Women's bargaining power, savings and investments improve
09 Mar 2017
Zambia cash transfer and women's empowerment

(9 March 2017) Despite the potential of cash transfers to empower women, the evidence supporting this outcome is not conclusive, especially from programs at scale in sub-Saharan Africa. The authors of a new study, Cash for Women’s Empowerment? A Mixed-Methods Evaluation of the Government of Zambia’s Child Grant Program, have conducted a qualitative and quantitative evaluation of the Government of Zambia’s Child Grant Program, a poverty-targeted, unconditional transfer given to mothers or primary caregivers of young children aged zero to five. The results show a number of positive linkages between social cash transfers and different measures of women’s empowerment.

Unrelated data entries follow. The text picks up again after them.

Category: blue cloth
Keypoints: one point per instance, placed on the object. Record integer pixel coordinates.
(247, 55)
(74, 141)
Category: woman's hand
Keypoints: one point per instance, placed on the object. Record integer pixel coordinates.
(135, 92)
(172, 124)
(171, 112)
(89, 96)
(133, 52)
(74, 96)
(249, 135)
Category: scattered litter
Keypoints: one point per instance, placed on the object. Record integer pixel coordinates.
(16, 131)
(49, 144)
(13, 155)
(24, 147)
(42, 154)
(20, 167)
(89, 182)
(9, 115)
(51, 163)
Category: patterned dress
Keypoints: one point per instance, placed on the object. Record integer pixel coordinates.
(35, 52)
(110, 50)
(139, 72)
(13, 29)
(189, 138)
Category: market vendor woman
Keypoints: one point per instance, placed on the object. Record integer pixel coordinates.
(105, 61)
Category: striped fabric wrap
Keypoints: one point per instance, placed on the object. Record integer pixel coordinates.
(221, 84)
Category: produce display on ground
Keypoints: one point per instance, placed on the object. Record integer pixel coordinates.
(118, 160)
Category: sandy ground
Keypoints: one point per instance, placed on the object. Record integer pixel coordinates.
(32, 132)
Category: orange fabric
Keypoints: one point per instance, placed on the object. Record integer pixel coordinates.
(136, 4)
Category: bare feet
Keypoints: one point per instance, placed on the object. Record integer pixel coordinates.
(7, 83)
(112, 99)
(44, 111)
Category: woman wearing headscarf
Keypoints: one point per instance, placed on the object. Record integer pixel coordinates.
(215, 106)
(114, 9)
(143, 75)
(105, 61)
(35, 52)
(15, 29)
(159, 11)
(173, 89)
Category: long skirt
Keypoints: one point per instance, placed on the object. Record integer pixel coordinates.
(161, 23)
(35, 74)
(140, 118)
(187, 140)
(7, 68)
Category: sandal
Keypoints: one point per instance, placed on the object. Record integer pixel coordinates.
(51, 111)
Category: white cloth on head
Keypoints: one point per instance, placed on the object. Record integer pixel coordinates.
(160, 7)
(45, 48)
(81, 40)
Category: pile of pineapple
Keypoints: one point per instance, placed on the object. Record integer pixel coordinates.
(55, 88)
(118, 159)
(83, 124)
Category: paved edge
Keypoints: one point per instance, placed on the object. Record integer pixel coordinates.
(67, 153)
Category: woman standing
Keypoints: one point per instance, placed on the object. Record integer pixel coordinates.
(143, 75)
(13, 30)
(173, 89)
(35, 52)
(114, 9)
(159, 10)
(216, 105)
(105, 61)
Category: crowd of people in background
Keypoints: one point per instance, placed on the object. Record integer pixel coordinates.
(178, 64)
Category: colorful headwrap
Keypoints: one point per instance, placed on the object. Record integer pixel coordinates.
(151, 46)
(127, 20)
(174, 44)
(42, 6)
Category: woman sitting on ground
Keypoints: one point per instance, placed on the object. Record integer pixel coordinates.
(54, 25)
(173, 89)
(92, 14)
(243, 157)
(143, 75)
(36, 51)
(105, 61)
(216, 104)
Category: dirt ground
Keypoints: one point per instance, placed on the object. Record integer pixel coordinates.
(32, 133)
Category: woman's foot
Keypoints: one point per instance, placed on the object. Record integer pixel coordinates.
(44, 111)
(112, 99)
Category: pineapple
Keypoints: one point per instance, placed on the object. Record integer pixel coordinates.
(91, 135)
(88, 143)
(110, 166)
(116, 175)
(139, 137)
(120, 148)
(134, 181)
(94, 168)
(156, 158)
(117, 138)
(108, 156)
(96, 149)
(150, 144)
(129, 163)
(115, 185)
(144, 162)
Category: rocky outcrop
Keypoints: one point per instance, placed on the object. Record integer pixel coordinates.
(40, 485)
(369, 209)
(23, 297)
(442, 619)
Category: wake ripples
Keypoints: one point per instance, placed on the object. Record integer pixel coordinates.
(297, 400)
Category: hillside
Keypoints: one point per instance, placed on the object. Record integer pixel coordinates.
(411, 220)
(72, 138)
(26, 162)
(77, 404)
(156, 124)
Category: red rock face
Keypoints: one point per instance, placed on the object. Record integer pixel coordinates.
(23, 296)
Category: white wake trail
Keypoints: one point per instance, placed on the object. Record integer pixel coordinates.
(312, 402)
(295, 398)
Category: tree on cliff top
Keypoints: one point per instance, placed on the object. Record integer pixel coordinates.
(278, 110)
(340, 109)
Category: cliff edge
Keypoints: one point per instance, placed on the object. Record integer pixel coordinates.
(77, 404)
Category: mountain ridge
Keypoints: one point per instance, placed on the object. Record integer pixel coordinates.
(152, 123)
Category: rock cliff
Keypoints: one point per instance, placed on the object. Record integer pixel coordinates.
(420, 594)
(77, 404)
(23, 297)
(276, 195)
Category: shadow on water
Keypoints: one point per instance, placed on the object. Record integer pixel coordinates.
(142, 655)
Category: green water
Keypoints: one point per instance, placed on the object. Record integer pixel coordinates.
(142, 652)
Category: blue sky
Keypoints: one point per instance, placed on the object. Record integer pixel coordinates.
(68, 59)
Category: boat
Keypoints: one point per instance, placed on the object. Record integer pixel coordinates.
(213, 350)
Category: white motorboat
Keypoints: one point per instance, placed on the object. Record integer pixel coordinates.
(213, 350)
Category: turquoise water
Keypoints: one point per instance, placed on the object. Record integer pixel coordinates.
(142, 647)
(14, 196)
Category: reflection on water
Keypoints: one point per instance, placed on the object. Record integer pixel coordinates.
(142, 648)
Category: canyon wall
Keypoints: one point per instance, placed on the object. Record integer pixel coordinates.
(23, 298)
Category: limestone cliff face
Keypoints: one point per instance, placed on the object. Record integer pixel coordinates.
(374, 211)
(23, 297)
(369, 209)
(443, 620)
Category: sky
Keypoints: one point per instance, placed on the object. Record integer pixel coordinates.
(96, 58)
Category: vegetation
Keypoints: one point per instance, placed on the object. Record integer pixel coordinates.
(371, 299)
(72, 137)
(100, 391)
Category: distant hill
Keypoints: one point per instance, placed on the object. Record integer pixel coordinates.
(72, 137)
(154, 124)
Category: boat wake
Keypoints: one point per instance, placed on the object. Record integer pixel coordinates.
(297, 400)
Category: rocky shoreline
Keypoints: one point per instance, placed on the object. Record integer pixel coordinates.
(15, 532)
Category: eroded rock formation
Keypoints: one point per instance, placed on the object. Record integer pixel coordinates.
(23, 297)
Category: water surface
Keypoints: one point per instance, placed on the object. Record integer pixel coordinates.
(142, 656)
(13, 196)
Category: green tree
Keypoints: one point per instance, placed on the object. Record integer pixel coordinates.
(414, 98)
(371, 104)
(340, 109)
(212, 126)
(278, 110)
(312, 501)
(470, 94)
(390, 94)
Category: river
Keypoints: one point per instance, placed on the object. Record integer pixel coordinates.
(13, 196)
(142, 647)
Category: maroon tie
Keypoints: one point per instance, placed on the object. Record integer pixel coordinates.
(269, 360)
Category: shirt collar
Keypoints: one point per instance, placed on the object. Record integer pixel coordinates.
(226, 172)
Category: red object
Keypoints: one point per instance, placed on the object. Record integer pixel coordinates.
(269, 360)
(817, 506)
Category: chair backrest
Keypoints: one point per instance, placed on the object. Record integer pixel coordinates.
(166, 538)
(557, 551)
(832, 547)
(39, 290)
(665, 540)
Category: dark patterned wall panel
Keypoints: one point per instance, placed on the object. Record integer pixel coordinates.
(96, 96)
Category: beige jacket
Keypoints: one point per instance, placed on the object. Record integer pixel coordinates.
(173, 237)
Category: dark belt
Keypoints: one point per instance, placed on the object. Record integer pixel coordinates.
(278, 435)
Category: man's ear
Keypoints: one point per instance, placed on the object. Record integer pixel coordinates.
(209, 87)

UNICEF Innocenti researchers, in partnership with the American Institutes for Research and the University of North Carolina at Chapel Hill authored the paper under the Transfer Project initiative, with support from UNICEF Zambia. The paper was published in the academic journal World Development in advance of International Women’s Day. The quantitative component of the study was a four-year longitudinal clustered-randomized control trial in three rural districts, and the qualitative component was a one-time data collection involving in-depth interviews with women and their partners stratified on marital status and program participation.

The study found that women in beneficiary households were making more sole or joint decisions (across five out of nine domains); however, impacts translated into relatively modest increases in the number of decision domains a woman is involved in. Women’s narratives captured through qualitative measures showed the cash transfer increased financial empowerment as they were able to retain control over transfers for household investment and savings for emergencies.

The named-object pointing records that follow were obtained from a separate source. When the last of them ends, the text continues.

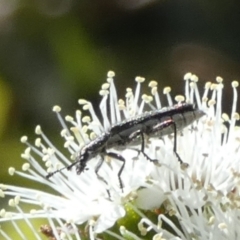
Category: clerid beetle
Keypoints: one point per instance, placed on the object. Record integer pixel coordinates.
(153, 124)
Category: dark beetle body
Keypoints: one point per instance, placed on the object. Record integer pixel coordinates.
(155, 123)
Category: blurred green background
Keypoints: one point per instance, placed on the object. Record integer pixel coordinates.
(57, 51)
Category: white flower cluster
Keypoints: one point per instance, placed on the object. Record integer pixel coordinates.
(200, 201)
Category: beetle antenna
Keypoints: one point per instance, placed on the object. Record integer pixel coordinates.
(60, 170)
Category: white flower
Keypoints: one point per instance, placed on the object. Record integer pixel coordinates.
(166, 200)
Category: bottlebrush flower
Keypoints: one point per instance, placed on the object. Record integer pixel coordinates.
(168, 200)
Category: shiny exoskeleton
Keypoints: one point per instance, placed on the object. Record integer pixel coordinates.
(153, 124)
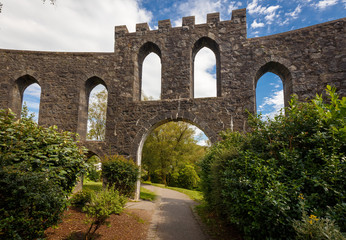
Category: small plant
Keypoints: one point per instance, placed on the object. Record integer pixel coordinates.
(120, 173)
(314, 228)
(81, 198)
(101, 206)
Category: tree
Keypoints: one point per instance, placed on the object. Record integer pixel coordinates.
(97, 116)
(38, 169)
(169, 148)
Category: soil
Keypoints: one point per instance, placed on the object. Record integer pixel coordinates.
(132, 224)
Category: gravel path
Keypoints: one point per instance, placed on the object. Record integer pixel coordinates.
(173, 218)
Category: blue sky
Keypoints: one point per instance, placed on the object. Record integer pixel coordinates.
(88, 26)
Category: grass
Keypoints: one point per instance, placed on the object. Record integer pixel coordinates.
(147, 195)
(193, 194)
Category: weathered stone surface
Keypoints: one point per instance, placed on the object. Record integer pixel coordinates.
(306, 60)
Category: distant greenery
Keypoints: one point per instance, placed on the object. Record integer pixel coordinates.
(120, 173)
(171, 154)
(38, 169)
(193, 194)
(147, 195)
(254, 180)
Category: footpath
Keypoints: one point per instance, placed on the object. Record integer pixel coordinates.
(173, 218)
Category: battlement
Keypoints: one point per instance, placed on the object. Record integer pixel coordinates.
(213, 20)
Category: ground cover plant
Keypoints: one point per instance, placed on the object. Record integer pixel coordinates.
(254, 180)
(38, 169)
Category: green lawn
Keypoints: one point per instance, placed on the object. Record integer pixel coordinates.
(147, 195)
(193, 194)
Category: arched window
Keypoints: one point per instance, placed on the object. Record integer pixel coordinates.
(89, 97)
(151, 78)
(31, 100)
(206, 69)
(148, 78)
(97, 110)
(273, 88)
(205, 74)
(269, 95)
(26, 92)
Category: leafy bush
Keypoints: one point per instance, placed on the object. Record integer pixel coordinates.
(254, 180)
(120, 173)
(101, 206)
(38, 167)
(188, 177)
(29, 204)
(80, 199)
(31, 148)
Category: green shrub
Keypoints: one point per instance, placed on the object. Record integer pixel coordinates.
(38, 167)
(254, 179)
(188, 177)
(29, 204)
(120, 173)
(101, 206)
(80, 199)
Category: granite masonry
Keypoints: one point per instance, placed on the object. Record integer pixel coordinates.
(306, 60)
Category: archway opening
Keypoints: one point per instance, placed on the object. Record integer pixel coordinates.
(31, 101)
(171, 153)
(205, 83)
(151, 78)
(269, 95)
(97, 111)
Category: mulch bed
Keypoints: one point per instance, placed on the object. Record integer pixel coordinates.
(132, 224)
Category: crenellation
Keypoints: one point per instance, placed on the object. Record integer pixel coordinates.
(189, 21)
(213, 18)
(305, 59)
(142, 27)
(165, 24)
(120, 31)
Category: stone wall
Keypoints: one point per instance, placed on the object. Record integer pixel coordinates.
(306, 60)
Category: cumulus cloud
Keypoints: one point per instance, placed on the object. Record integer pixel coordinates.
(295, 13)
(68, 25)
(234, 5)
(324, 4)
(151, 77)
(205, 76)
(255, 24)
(274, 102)
(268, 12)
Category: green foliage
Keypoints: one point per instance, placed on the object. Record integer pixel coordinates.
(80, 199)
(27, 147)
(167, 150)
(147, 195)
(101, 206)
(29, 204)
(120, 173)
(38, 167)
(254, 180)
(313, 228)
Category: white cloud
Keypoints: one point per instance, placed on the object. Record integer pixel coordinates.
(274, 102)
(204, 74)
(295, 13)
(199, 9)
(324, 4)
(151, 76)
(68, 25)
(233, 5)
(268, 12)
(255, 24)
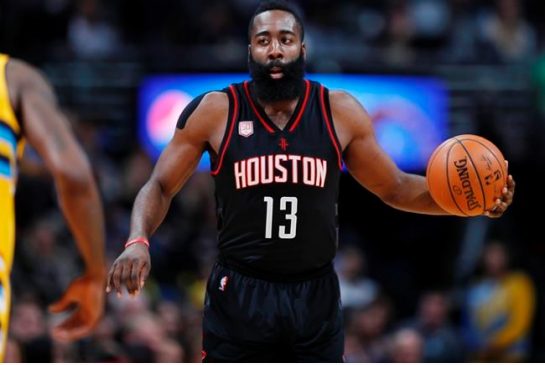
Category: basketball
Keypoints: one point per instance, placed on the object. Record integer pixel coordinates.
(466, 174)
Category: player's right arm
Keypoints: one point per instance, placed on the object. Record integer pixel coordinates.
(204, 127)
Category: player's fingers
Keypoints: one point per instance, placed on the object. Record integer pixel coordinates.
(118, 278)
(126, 275)
(133, 283)
(511, 183)
(143, 275)
(109, 280)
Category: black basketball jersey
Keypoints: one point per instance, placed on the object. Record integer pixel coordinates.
(277, 189)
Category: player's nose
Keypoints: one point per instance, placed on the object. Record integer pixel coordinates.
(275, 51)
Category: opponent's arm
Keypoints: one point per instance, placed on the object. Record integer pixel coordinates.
(175, 165)
(48, 132)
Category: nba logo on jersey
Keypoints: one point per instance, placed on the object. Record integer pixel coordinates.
(223, 283)
(246, 128)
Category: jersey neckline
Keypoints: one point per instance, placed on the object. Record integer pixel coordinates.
(269, 125)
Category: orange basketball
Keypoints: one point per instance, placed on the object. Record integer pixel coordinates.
(466, 175)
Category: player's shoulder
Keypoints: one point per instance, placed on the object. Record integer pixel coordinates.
(342, 99)
(24, 72)
(26, 79)
(214, 101)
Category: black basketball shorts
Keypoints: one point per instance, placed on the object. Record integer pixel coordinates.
(252, 320)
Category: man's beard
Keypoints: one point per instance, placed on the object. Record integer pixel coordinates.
(288, 87)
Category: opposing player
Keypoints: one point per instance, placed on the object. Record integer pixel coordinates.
(29, 112)
(277, 143)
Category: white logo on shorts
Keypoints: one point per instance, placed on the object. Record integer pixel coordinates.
(223, 283)
(246, 128)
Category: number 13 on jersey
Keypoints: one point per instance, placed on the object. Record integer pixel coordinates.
(288, 204)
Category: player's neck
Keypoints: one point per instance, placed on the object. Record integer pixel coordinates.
(279, 107)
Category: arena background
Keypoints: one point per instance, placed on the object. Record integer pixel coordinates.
(490, 57)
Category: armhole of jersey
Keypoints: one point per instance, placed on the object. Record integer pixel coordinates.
(231, 121)
(328, 118)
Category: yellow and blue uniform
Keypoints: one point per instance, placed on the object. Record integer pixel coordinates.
(499, 315)
(11, 149)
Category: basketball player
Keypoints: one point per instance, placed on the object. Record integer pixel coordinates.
(277, 143)
(29, 112)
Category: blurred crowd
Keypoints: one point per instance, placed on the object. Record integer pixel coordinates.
(490, 312)
(340, 34)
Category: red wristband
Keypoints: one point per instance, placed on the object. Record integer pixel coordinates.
(142, 240)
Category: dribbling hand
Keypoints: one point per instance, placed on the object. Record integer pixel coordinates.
(87, 296)
(131, 270)
(503, 202)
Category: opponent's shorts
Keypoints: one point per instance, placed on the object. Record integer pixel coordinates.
(252, 320)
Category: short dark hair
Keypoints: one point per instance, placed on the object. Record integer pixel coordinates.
(268, 5)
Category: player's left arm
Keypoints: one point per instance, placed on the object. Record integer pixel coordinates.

“I have also been empowered because of the child grant. I never used to have my own money, but now even as I suggest something to my husband I don’t feel worthless because I have money in my hands. It is my first time to experience such; I am really empowered.” Female, beneficiary, married, age 24

Results show potential for unconditional cash transfer programs to improve the financial and intra-household status of female beneficiaries, however it is likely that additional design components are need for transformational change. The evaluation is of particular interest, as it uses a large-scale, government-run program, instead of temporary pilot program implemented by a non-governmental organization. In addition, the authors are are able to make conclusions based on a relatively long period of programme receipt (four years), therefore overcoming limitations of other studies, which may examine only shorter-term impacts. Finally, the combination of quantitative and qualitative data makes it possible to interrogate the concept of women’s empowerment and assess if quantitative measures of decision making, commonly used in the literature to proxy for bargaining power, are likely to capture the intended concept assigned by researchers.

This study is important for governments, policy makers, and program implementers who are engaged in social cash transfers for poverty reduction. On one hand, the study contributes to quantitative evidence that suggests the Zambia Child Grant Program positively affected women’s decision making, however due to existing gender norms, impacts on sole and joint decision making translated into relatively minor actual shifts. In addition, the research highlights methodological challenges associated with equating commonly used decision making quantitative indicators with ‘empowerment’ more broadly. Thus, authors conclude that programmes such as the Child Grant Programme realize beneficial gendered impacts, but fail to shift gender norms in a transformational way.